At The Washington Post, Emily Rauhala reports on government efforts to intensify state-led development projects in the historic Tibetan monastery town of Rebkong in Qinghai province, also known as Tongren in Chinese. While authorities hailed the building boom as a way to “liberate” Tibet, critics see it as a government plan to erode Tibetan culture and identity.
The monastery has long been the city’s center — but that is changing, fast. In a regionwide building boom that intensified after the 2008 riots in Lhasa, the government has expanded or renovated many public spaces, sprucing up Dolma Square, at the monastery’s gate.

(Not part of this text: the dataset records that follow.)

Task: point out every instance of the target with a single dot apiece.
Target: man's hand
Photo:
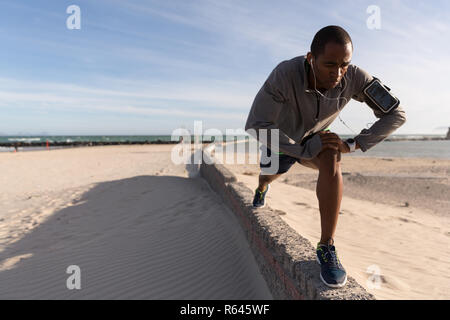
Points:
(332, 141)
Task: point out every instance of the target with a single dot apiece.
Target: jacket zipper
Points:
(318, 107)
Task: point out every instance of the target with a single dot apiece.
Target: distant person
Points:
(301, 98)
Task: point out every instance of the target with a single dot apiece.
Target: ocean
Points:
(439, 149)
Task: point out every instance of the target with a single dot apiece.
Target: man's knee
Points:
(329, 161)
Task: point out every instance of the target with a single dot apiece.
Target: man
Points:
(301, 98)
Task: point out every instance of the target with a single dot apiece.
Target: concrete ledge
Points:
(287, 260)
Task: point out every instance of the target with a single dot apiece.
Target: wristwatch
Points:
(351, 144)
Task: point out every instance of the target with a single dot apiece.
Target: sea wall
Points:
(286, 260)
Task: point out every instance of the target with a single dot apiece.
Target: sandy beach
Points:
(137, 226)
(141, 227)
(394, 226)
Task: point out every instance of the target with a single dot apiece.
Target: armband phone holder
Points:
(379, 96)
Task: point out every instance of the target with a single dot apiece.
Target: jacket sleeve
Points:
(386, 124)
(270, 102)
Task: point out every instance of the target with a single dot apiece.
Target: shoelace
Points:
(332, 257)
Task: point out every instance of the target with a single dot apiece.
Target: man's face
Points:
(330, 66)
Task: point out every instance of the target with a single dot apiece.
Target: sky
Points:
(150, 67)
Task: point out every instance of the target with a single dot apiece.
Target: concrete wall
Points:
(286, 260)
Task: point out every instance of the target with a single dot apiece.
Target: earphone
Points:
(338, 98)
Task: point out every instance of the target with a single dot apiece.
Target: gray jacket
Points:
(284, 102)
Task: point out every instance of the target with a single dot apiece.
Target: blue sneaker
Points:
(259, 199)
(332, 273)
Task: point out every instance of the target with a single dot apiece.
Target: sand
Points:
(140, 227)
(394, 226)
(136, 225)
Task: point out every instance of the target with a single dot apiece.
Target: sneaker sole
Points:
(331, 285)
(265, 202)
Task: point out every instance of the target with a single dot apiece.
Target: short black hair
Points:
(329, 34)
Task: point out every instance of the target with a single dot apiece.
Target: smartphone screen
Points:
(381, 96)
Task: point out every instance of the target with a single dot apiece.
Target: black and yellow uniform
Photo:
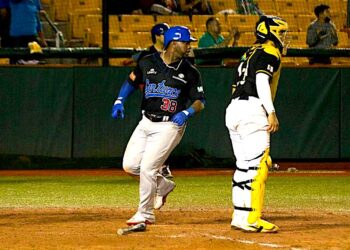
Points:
(261, 58)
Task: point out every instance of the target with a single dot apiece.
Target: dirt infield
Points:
(95, 228)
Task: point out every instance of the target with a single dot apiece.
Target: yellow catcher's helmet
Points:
(271, 28)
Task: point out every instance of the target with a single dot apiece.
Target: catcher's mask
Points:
(178, 33)
(271, 28)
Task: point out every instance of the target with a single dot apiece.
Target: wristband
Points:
(189, 112)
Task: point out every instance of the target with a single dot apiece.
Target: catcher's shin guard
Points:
(258, 188)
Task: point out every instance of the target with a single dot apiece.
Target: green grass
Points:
(213, 192)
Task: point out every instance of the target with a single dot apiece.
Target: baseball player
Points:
(250, 119)
(173, 93)
(157, 34)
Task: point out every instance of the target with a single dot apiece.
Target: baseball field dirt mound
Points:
(96, 228)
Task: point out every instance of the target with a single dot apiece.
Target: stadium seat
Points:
(292, 21)
(246, 39)
(114, 25)
(175, 20)
(65, 7)
(243, 22)
(339, 19)
(336, 6)
(198, 22)
(304, 20)
(343, 39)
(292, 7)
(78, 25)
(93, 26)
(268, 7)
(61, 9)
(143, 39)
(78, 5)
(220, 5)
(125, 39)
(136, 22)
(297, 39)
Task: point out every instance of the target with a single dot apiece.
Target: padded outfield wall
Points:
(65, 112)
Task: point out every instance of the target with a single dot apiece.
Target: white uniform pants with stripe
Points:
(149, 146)
(247, 123)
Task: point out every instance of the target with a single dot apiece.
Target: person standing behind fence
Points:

State funds — including a much-advertised sponsorship from the coastal city of Tianjin — have since fueled the construction of a second square on the other side of town, as well as new roads and half-built high-rises well-suited to migrants from the east.
China’s state-backed media cites this type of achievement in infrastructure as evidence of the government’s commitment to “liberating” Tibet.
“They are trying to build their image as a savior, as the benefactor of the Tibetans,” said Woeser, a Tibetan writer and poet who generally goes by one name.
[…] “I think Rebkong will follow the same path as Lhasa,” [Yangdon Dhondup] said. “Thanks to migration, it will soon look like any other Chinese town — and that’s the aim: Dilute Tibetan identity as much as possible.” [Source]
Tibetans in China also struggle to preserve their language, as government policy and economic pressures are increasingly compelling Tibetans to learn Mandarin Chinese instead of their mother tongue. Elsewhere in Qinghai, officials are closing off access to a town called Hongya–the birthplace of the 14th Dalai Lama–in an effort to erase the politically sensitive place from collective memory.